ICAT: indoor connected autonomous testbed

Indoor autonomous driving testbeds have emerged to complement expensive outdoor testbeds and virtual simulations. We introduce the Indoor Connected Autonomous Testbed (ICAT) for vehicle computing, a platform that not only tackles the unique challenges of indoor autonomous driving, but offers scalable and cost-effective solutions for research in navigation, traffic optimization, and swarm intelligence.

Recent Visitors

We have visitors from various industry leaders and academic institutions. From the industry, we have representatives from Dell, Red Hat, Cisco, Weichai, and Toyota

From the academic sector, we are joined by Professor Kang Shin from the University of Michigan, Professor Engin Kirda from Northeastern University, and Professor Suman Banerjee from the University of Wisconsin-Madison.

Multi-agent  & C-V2X

Panoptic view of ICAT platform in the real world. ICAT is 6 by 5 meters in size, and 10 intelligent robots are used in ICAT now for autonomous driving studies. Heterogeneous computing devices are equipped for Federated Machine Learning (FedML) research and multi-agent vehicle computing

Traffic lights and signs are now integrated seamlessly with C-V2X technologies and enable interactions with traffic agents. Leveraging a down-scaled infrastructure system, multiple traffic signs and traffic lights are set up for realistic traffic simulations, where the traffic signs include speed limit, yield sign, construction zone, stop sign, and do not enter signs.

Digital twin 

Digital twin system of ICAT. (a) ICAT's map is designed within RoadRunner, which is a 3D interactive autonomous driving system builder. (b) The designed map then can be seamlessly imported into CARLA simulations. (c) SUMO simulations are also enabled with the ICAT road system. The merits of leveraging a digital twin for our proposed ICAT platform can be summarized in three aspects. 

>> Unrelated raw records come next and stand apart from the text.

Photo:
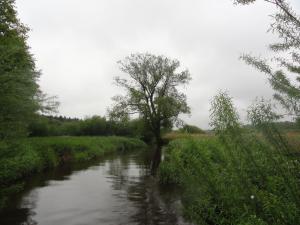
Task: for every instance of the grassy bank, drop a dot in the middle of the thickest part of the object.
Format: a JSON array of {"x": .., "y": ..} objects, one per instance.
[
  {"x": 241, "y": 181},
  {"x": 31, "y": 155}
]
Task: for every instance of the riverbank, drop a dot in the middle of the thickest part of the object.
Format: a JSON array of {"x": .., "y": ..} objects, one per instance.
[
  {"x": 243, "y": 181},
  {"x": 31, "y": 155}
]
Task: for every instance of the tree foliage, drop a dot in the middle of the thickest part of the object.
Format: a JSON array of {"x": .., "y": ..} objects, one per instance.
[
  {"x": 20, "y": 96},
  {"x": 19, "y": 91},
  {"x": 151, "y": 91},
  {"x": 286, "y": 24}
]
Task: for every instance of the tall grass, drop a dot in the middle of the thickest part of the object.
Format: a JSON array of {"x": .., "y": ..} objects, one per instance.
[
  {"x": 31, "y": 155},
  {"x": 238, "y": 177}
]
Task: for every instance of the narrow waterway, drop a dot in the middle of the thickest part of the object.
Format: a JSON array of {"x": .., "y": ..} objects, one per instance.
[{"x": 115, "y": 190}]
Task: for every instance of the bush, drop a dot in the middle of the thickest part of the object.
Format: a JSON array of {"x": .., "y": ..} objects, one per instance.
[
  {"x": 237, "y": 177},
  {"x": 30, "y": 155}
]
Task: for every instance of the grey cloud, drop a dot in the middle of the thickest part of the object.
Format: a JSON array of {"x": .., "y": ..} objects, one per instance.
[{"x": 77, "y": 43}]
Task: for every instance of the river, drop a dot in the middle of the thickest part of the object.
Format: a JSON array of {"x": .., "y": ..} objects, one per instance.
[{"x": 115, "y": 190}]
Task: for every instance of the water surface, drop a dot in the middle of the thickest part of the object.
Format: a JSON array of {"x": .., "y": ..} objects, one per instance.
[{"x": 115, "y": 190}]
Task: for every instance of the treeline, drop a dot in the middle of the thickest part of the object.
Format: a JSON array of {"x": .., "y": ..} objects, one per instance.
[
  {"x": 93, "y": 126},
  {"x": 286, "y": 126}
]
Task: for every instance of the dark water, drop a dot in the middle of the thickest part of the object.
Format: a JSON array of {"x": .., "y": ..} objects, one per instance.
[{"x": 113, "y": 191}]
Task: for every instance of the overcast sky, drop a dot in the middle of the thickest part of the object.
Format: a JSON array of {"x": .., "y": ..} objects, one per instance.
[{"x": 77, "y": 44}]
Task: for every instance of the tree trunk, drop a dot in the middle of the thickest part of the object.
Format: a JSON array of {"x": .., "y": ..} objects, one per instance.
[{"x": 156, "y": 159}]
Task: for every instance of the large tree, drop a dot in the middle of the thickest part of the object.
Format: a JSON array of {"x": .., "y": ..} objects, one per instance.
[
  {"x": 285, "y": 78},
  {"x": 152, "y": 92},
  {"x": 20, "y": 97}
]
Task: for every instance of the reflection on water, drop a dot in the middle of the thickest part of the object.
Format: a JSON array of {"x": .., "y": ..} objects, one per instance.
[{"x": 116, "y": 190}]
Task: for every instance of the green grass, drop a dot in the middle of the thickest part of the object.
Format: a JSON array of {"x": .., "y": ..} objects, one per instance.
[
  {"x": 25, "y": 157},
  {"x": 244, "y": 181}
]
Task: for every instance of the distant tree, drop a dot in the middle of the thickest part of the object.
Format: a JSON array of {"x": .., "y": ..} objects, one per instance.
[
  {"x": 152, "y": 93},
  {"x": 286, "y": 24},
  {"x": 191, "y": 129},
  {"x": 20, "y": 97}
]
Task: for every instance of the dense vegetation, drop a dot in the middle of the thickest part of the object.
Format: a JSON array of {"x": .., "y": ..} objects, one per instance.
[
  {"x": 92, "y": 126},
  {"x": 20, "y": 96},
  {"x": 36, "y": 154},
  {"x": 238, "y": 177}
]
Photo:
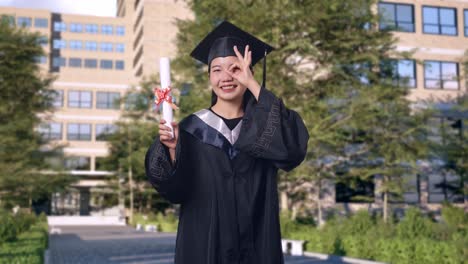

Centralized & Decentralized Autonomous Driving

An ICAT centralized multi-agent traffic management system testing in a Python simulation, where simulated 10 traffic agents could be controlled by a centralized planning algorithm to avoid collisions and improve the throughput. The planned trajectories for different robots are marked in different colors. The simulation can be transferred to a ROS-based real-world experiment without extra effort.

An illustration of ROS-based traffic management real-world experiments. (a) 4 robots are running a ROS-based traffic management demo. (b) Real-world demos can be also monitored in RViz, where the ICAT road is published as a Path message (the tilted lines are caused by the automatic connection of section start and end points in the Path message), the planned car trajectories from the central manager are rendered as different colors. (c) We have tested up to 6 robots in the ICAT real-world traffic system.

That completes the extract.